The probability that n dice are rolled is 1/2^n. Let SN denote the sum of the numbers shown on N dice. Find the probability of the following events: a) SN = 4, knowing that N is even; b) N = 2, given that SN = 3; c) N = 2, given that SN = 4 and the rst die showed the number 1; d) the largest number shown on any die is 4, knowing that N = 3.

Can somebody please help me with this?

For point a, we have two cases: N=2 and N=4. When N=2 we can get (1,3) (2,2) and (3,1) and N=4 (1,1,1,1) for favourable cases.

However, I don't know where the 1/2^n part comes in? The total number of cases should be 6^N, right? So 6^2 + 6^4 = 1332. Then, the number of favorable cases/total number of cases should give 6/1332? I think I'm missing something important here, please help me out! Thanks

@retek,

The probability that N is even is 1/3 (1/4 + 1/16 + 1/64 + ...).
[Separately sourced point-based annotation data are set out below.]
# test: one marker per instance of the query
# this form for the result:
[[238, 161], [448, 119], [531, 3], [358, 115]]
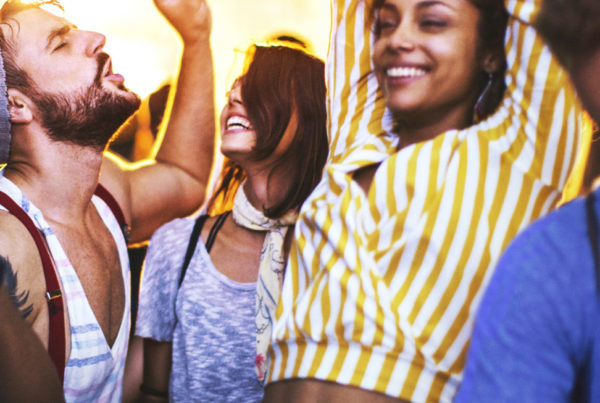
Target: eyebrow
[[431, 3], [59, 31], [420, 5]]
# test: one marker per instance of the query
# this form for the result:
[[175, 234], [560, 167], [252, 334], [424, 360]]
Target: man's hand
[[190, 18]]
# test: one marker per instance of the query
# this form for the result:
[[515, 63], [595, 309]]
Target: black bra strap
[[195, 235], [592, 224]]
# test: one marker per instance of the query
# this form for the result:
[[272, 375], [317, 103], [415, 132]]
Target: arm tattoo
[[8, 276]]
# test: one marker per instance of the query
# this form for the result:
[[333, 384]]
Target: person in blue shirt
[[537, 332]]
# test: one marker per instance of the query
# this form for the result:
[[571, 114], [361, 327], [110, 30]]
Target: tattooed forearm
[[9, 277]]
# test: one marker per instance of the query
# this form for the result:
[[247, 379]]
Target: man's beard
[[87, 118]]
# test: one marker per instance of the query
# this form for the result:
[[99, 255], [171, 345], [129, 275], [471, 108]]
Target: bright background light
[[146, 50]]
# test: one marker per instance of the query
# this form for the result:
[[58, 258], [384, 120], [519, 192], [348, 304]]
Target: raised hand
[[190, 18]]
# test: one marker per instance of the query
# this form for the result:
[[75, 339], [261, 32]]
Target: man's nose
[[94, 42]]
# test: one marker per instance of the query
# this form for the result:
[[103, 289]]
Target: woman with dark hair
[[430, 179], [206, 305]]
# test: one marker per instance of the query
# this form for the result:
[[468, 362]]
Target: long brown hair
[[279, 80]]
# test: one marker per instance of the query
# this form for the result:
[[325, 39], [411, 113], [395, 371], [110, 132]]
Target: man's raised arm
[[174, 183]]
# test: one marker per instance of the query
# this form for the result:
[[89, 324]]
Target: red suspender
[[56, 338]]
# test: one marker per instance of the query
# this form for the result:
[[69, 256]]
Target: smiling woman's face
[[238, 137], [426, 57]]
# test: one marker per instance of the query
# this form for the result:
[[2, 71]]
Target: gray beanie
[[4, 116]]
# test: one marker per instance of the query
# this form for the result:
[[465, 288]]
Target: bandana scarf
[[270, 272]]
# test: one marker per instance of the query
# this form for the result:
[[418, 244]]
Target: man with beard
[[62, 234]]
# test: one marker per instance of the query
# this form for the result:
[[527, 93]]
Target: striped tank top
[[94, 371]]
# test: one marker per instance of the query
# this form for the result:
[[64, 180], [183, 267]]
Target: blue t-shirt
[[537, 332]]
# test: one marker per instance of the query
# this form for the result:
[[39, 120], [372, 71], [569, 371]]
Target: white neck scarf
[[270, 272]]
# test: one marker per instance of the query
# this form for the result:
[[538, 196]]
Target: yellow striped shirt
[[381, 289]]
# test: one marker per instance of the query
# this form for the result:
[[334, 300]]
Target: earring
[[479, 107]]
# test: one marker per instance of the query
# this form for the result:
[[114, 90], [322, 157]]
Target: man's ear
[[19, 107]]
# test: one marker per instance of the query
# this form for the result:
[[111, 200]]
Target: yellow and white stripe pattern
[[381, 289]]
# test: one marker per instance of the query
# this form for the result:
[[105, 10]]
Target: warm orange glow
[[146, 50]]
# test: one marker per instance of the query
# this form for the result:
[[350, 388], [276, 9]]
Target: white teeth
[[238, 121], [404, 72]]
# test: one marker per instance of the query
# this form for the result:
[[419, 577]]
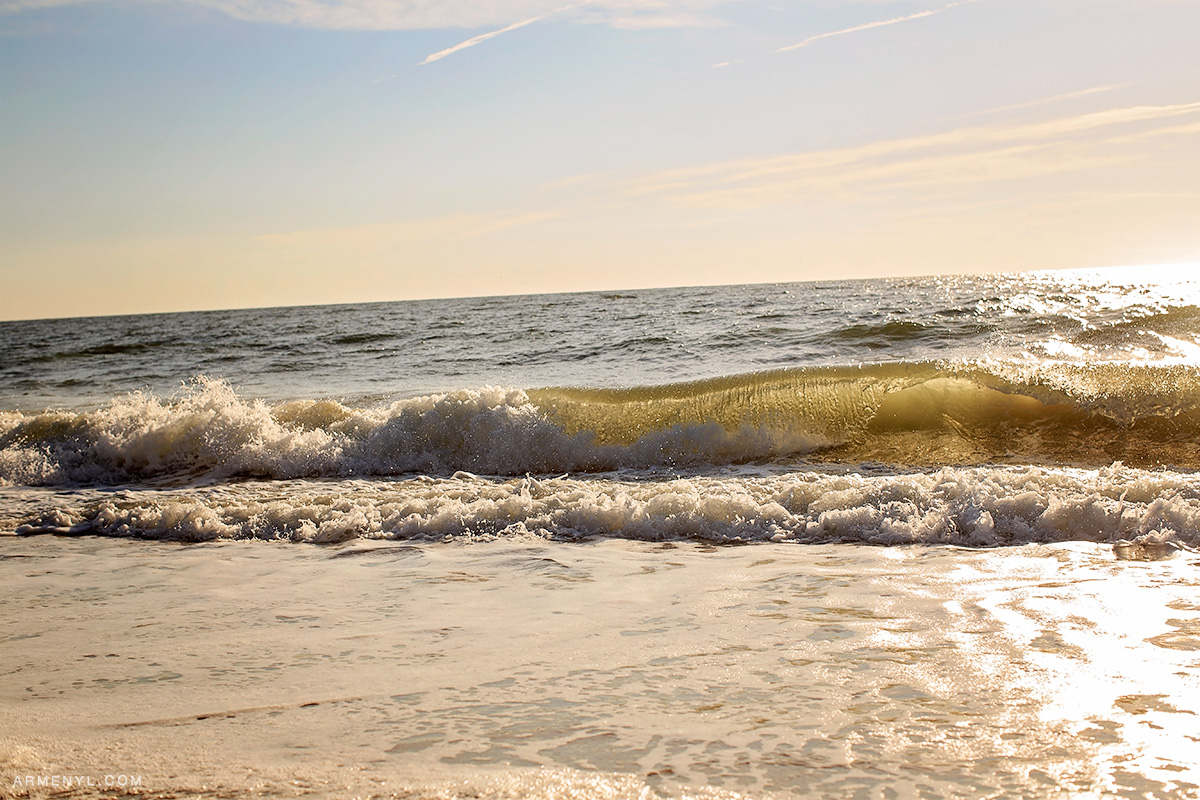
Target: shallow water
[[821, 671], [888, 539]]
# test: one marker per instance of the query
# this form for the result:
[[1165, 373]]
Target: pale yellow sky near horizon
[[496, 176]]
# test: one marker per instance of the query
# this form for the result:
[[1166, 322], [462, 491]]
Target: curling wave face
[[909, 414]]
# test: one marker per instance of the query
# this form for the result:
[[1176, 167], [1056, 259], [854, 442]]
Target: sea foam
[[982, 506]]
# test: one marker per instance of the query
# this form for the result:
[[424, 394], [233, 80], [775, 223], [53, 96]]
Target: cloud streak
[[483, 37], [937, 161], [881, 23]]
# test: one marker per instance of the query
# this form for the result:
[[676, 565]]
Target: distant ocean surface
[[541, 495]]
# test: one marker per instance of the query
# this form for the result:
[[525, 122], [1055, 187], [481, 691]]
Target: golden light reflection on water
[[1113, 654]]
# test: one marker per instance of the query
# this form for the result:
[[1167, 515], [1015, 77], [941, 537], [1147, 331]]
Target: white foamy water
[[525, 668], [883, 539]]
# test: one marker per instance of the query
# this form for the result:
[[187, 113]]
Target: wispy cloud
[[1047, 101], [957, 157], [387, 235], [880, 23], [425, 14], [483, 37]]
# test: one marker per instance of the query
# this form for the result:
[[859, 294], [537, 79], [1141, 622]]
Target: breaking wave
[[979, 506], [911, 414]]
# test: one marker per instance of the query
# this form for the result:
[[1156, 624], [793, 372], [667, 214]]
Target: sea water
[[882, 539]]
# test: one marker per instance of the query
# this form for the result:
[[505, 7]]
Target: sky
[[168, 155]]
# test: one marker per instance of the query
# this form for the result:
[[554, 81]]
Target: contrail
[[483, 37], [875, 24]]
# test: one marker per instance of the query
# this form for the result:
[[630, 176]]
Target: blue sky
[[161, 155]]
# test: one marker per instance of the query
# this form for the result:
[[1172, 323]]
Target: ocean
[[913, 537]]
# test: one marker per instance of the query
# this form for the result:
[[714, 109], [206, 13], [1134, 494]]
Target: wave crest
[[912, 414]]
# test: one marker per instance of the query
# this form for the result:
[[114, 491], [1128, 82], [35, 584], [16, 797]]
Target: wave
[[921, 414], [981, 506]]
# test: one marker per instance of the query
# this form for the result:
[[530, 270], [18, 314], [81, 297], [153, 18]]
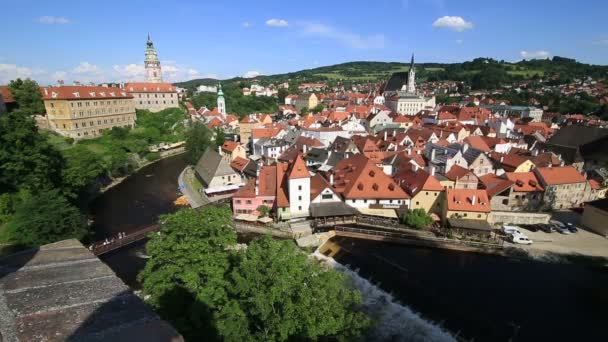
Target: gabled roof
[[475, 200], [298, 168], [359, 178], [559, 175], [415, 181], [524, 181], [494, 184], [211, 164]]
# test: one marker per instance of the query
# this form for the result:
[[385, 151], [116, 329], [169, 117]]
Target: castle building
[[84, 112], [221, 103], [153, 70], [406, 101]]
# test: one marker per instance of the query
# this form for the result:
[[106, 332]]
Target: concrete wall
[[518, 217], [596, 220]]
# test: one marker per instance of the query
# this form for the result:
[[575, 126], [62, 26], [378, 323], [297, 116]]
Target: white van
[[521, 239], [511, 230]]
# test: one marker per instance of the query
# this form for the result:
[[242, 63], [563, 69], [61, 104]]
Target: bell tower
[[153, 70]]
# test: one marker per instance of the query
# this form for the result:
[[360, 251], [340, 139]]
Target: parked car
[[508, 230], [572, 228], [547, 228], [531, 227], [520, 239]]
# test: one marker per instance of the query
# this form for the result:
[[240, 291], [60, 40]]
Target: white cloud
[[349, 39], [541, 54], [454, 23], [251, 74], [10, 72], [49, 19], [277, 22]]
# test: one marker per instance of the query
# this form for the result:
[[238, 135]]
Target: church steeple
[[152, 63], [411, 77]]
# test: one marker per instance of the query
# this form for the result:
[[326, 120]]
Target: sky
[[97, 41]]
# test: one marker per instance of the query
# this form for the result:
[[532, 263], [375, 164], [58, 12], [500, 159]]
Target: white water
[[395, 322]]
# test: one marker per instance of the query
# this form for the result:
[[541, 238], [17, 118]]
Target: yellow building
[[153, 96], [84, 112], [425, 189]]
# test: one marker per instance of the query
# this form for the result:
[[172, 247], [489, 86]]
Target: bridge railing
[[102, 247], [416, 237]]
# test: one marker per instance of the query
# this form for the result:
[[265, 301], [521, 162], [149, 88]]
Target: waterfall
[[395, 322]]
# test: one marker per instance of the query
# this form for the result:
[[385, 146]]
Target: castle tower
[[221, 103], [411, 78], [153, 70]]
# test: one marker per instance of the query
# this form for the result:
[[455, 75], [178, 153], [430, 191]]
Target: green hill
[[479, 73]]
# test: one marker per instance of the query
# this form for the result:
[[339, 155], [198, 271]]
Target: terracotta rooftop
[[475, 200], [560, 175], [524, 181]]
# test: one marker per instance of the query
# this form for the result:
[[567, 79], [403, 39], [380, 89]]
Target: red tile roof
[[84, 93], [148, 87], [359, 177], [7, 96], [560, 175], [475, 200], [298, 168], [524, 181]]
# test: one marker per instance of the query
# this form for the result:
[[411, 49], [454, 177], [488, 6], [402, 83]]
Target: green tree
[[27, 95], [44, 218], [263, 210], [417, 219], [185, 276], [26, 157], [278, 293], [198, 138], [220, 137]]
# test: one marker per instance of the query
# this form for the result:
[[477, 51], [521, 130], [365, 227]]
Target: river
[[480, 297]]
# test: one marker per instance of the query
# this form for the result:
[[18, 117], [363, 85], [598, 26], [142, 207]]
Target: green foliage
[[277, 293], [44, 218], [27, 160], [417, 219], [185, 276], [269, 292], [198, 138], [263, 210], [236, 102], [220, 137], [27, 96]]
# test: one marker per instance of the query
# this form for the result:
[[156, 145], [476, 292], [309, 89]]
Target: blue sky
[[105, 41]]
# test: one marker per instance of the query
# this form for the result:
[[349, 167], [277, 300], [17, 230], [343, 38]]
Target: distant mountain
[[480, 72]]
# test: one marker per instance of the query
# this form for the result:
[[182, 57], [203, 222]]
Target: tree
[[269, 292], [185, 276], [26, 157], [263, 210], [220, 137], [45, 218], [198, 138], [27, 96], [278, 293], [417, 219]]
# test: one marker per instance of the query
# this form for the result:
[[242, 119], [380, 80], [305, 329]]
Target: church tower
[[221, 103], [153, 71], [411, 78]]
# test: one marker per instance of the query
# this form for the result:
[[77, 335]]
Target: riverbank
[[116, 181]]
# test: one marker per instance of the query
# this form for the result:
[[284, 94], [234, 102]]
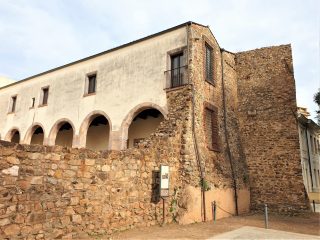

The probability that N is 2 is 1/4.

The probability that N is 4 is 1/16.

The probability of rolling 4 with 2 dice is 3/6^2.

The probability of rolling 4 with 4 dice is 1/6^4.

Given that N is even, the probability of rolling 4 is:

[(1/4 * 3/6^2) + (1/16 * 1/6^4)] / (1/3)

which is :

[(P(N=2) * P(rolling 4 with 2 dice)) + (P(N=4) * P(rolling 4 with 4 dice))] / P(N is even)